Le réel se suffit à lui-même – Et s’il n’y avait rien à inventer ?

Sur le tapis comme en dehors, il arrive parfois – voire même souvent – que l’on soit tellement avides de ressentir quelque chose – n’importe quoi pourvu que ce soit quelque chose – qu’on le fabrique.

On se fabrique des sensations, on se fabrique des émotions, on se fabrique des sentiments, …
On se fabrique tout bonnement des faux-semblants d’extraordinaire que l’on juge supérieurs aux vrais-étants apparemment plus ordinaires.

Juste pour pouvoir ressentir quelque chose, même quelque chose fabriqué de toute pièce, plutôt que rien.
Comme si ce rien n’était pas déjà quelque chose, broder autre chose au-dessus, remplacer ce qui semble être vide par ce qui semble être plein.
Fabriquer du « ce qui n’est pas » pour recouvrir le « ce qui est », un « ce qui est » qui nous paraît comme pas assez et qu’il faudrait alors arranger pour lui donner le droit d’exister.

On triche.
On s’invente des « ce que l’on devrait », on se compose des « ce que l’on voudrait ».
Et on les prend pour la réalité.
On simule.
On manipule le réel que l’on est pour qu’il soit tel qu’on l’attendrait.
Fuite en avant vers un autrement fantasmé qui nous projette dans un ailleurs que le présent, un ailleurs dès lors inexistant en dehors de notre pensée.
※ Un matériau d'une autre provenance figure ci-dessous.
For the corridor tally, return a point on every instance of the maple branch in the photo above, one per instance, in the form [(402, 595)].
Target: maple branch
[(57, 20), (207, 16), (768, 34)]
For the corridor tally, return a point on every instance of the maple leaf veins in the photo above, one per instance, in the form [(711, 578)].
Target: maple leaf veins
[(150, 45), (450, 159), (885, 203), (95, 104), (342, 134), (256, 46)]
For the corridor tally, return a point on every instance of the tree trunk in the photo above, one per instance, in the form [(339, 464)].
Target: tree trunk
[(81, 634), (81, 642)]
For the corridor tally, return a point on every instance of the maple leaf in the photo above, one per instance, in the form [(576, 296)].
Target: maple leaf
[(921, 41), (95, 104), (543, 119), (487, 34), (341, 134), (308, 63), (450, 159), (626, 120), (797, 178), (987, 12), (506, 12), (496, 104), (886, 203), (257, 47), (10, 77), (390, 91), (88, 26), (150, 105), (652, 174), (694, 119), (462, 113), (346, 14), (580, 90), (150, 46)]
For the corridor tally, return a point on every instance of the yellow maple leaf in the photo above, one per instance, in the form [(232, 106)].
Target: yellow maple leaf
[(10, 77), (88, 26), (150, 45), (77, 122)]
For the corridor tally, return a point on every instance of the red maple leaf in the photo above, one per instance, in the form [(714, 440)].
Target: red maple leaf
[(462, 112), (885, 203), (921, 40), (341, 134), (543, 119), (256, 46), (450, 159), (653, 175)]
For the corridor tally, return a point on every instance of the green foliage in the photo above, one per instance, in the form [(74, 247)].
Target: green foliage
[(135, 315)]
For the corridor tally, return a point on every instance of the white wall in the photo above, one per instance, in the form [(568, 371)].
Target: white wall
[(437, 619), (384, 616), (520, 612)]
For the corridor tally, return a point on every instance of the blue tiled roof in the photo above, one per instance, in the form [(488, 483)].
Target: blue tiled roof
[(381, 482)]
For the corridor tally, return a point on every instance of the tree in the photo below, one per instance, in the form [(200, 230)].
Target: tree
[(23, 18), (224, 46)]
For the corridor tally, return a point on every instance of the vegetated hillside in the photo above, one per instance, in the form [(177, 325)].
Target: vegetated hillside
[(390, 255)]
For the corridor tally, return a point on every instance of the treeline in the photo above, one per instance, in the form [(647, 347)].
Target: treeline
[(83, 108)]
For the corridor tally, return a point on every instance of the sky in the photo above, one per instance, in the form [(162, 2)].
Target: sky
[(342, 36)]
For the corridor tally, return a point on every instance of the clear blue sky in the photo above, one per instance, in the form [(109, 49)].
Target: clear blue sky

Qu’est-ce qu’on fabrique au juste ?
Le réel se suffit à lui-même. Et s’il n’y avait rien à inventer ?

Peut-on, lorsque l’on s’invente tous ces « qui n’est pas », peut-on revenir à la divine simplicité de « ce qui est » ?
Même si ce « ce qui est » semble être un néant, apprendre à reconnaître en lui l’étant, sans avoir pour cela à affabuler en l’affublant de je ne sais quel travestissement qui, au lieu de révéler son essence, ne ferait en fait que l’étouffer.

Revenir à l’êtreté. À l’être tel qu’il est, même dans sa plus grande banalité.
S’il n’y a rien, embrasser l’infinie étendue de ce rien, pas de faux décor en papier mâché à ajouter.
Observer toutes les nuances de ce rien abondamment riche de lui-même.
Vivant de par ses incessantes métamorphoses, le désert s’ennuie-t-il de lui ?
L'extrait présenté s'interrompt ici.